I guess its about taking a pragmatic approach to your resources available. I happen to have some time available at lunch times so its about filling that time without stopping it being fun. As a member of the lowest level of cricket possible, we have 4 net sessions a year at the start of the season, and no facilities (playing on uncovered municipal pitches) so without finding a new club, I'm pretty much on my own.

I follow S SLA 's point - if you only have limited time, make sure you make the most of it if you really want to get good. I guess I just need to work out how much I 'really' want to improve vs just have a bit of fun.
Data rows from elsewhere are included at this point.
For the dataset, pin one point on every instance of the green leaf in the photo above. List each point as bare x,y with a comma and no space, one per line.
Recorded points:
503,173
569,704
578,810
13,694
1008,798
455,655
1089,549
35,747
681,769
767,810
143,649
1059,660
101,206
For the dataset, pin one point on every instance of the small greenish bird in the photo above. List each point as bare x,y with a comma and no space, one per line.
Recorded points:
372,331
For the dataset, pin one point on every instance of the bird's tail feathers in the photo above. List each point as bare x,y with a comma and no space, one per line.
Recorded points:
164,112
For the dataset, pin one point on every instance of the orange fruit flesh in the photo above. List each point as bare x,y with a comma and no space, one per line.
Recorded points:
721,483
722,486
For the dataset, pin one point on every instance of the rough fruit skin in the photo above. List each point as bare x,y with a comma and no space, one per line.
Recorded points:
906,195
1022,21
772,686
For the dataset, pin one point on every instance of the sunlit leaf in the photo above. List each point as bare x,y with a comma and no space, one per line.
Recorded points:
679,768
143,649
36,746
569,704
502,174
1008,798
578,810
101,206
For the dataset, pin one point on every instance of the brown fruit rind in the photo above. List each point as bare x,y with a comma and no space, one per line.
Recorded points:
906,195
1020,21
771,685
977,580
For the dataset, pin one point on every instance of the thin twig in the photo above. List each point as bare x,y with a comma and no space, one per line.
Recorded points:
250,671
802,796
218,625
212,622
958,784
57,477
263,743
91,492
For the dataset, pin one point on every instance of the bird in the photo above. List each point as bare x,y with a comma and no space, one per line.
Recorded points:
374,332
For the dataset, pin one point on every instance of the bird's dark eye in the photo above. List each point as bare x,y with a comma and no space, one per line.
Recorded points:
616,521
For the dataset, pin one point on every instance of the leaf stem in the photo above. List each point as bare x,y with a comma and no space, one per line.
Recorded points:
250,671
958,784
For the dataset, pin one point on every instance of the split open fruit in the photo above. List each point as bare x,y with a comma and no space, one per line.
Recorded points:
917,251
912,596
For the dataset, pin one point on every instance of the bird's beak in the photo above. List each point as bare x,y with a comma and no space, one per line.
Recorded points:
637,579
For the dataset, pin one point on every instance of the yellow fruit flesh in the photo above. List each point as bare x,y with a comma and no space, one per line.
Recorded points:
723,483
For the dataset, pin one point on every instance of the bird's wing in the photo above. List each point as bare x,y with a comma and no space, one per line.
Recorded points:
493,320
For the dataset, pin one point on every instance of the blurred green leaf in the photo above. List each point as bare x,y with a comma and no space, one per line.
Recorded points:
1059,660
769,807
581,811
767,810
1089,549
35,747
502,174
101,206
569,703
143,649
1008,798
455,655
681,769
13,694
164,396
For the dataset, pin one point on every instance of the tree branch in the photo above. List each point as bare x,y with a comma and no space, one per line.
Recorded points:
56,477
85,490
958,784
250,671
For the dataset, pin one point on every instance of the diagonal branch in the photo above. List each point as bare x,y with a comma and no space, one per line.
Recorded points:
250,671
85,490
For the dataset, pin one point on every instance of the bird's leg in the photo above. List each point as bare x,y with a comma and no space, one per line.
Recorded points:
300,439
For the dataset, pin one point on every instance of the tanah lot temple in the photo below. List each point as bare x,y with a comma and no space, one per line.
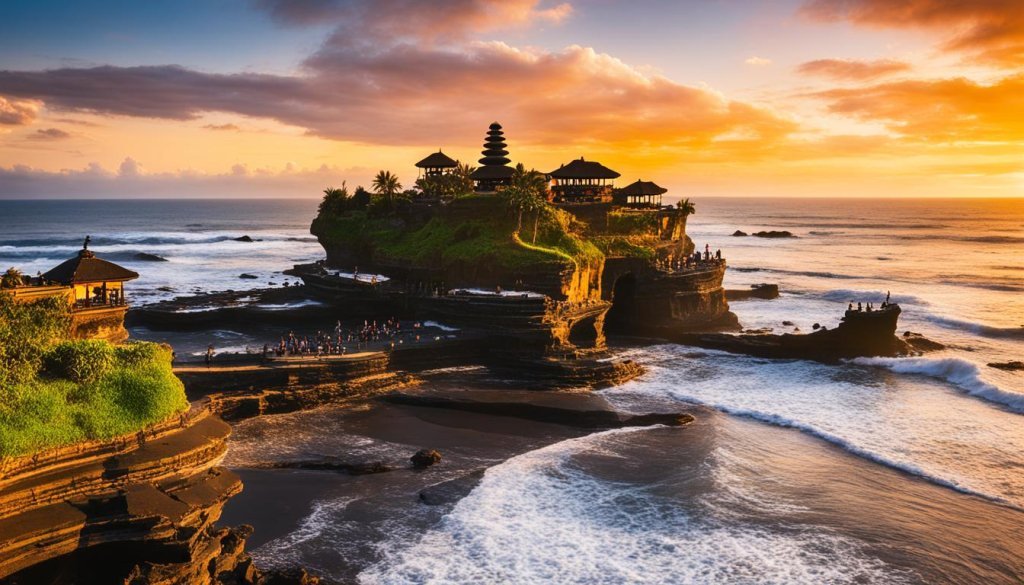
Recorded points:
583,187
94,289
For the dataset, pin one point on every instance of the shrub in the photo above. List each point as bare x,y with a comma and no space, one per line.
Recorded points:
81,361
26,330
Edit: For context I posted this before I read S SLA 's response if it seems a little nonsensical


Well, I learnt to bowl largely from bowling at a set of stumps on my back lawn. I would practice all year round with cheap cricket balls - if you bowl in the snow, its like an automatic pitch-mapping system. Its not ideal, because its too far away from match situations, but its ok. However it left me a lot of work to do to actually become a competent match-day bowler. Its one thing to bowl a ball down at an empty set of stumps that rips sideways, its quite a different thing to outsmart a batsman with variations of pace and drift in a tense match situation.

Bear in mind that every aspect of your practice that isn't like a match, builds in one additional problem for you to have to overcome later on.

So if you bowl with balls of the wrong weight, you will have to learn to adjust to a heavier ball. If you bowl with a pitch that is too short, you will have to learn to adjust to a longer pitch. If you bowl without a batsman, you will have to learn to bowl with a batsman. If you learn to bowl a ball every 0.5 seconds, you will have to learn to adjust to the rhythm of an over in a match. If you learn to bowl a ball with no run-up, you will have to learn to adjust to a full run-up.

Most coaches agree that once a practice gets so different from a match situation that you have multiple things to learn to adjust to, it is not just useless, its actively detrimental to your development, because you're ingraining bad habits into your muscle memory.
 
I intend to buy a few readers indoor balls for net practice: I believe if I could control them then bowling a cricket ball will be easy. They are much more like a cricket ball than a windball.

Depending on whether you mean the leather version like this:
http://www.cricketdirect.co.uk/Cata...lls/Readers-Indoor-Yellow-Cricket-Ball-119026
or the plastic version like this
http://www.itsjustcricket.co.uk/cri...s-c38/readers-indoor-cricket-ball-yellow-p543

The plastic version seems like a very similar ball to the old wind ball. I got a box of 12 equivalent balls to that from ebay for about £15. They are indistinguisable to the Readers version. Bear in mind I was starting from nothing without any coaching. I did find they would offer a reasonable level of feedback (would spit forwards low with overspin/forward spin, spit sideways for a conventional leg break and bounce high for a scrambled seam). They also drift/swing MUCH easier than a real ball. For someone who can already bowl, I think they would have limited value beyond 'keeping your eye in' - and you might find a tape ball offers a similar opportunity for that (they split too quickly for learning seam bowling but are cheap)?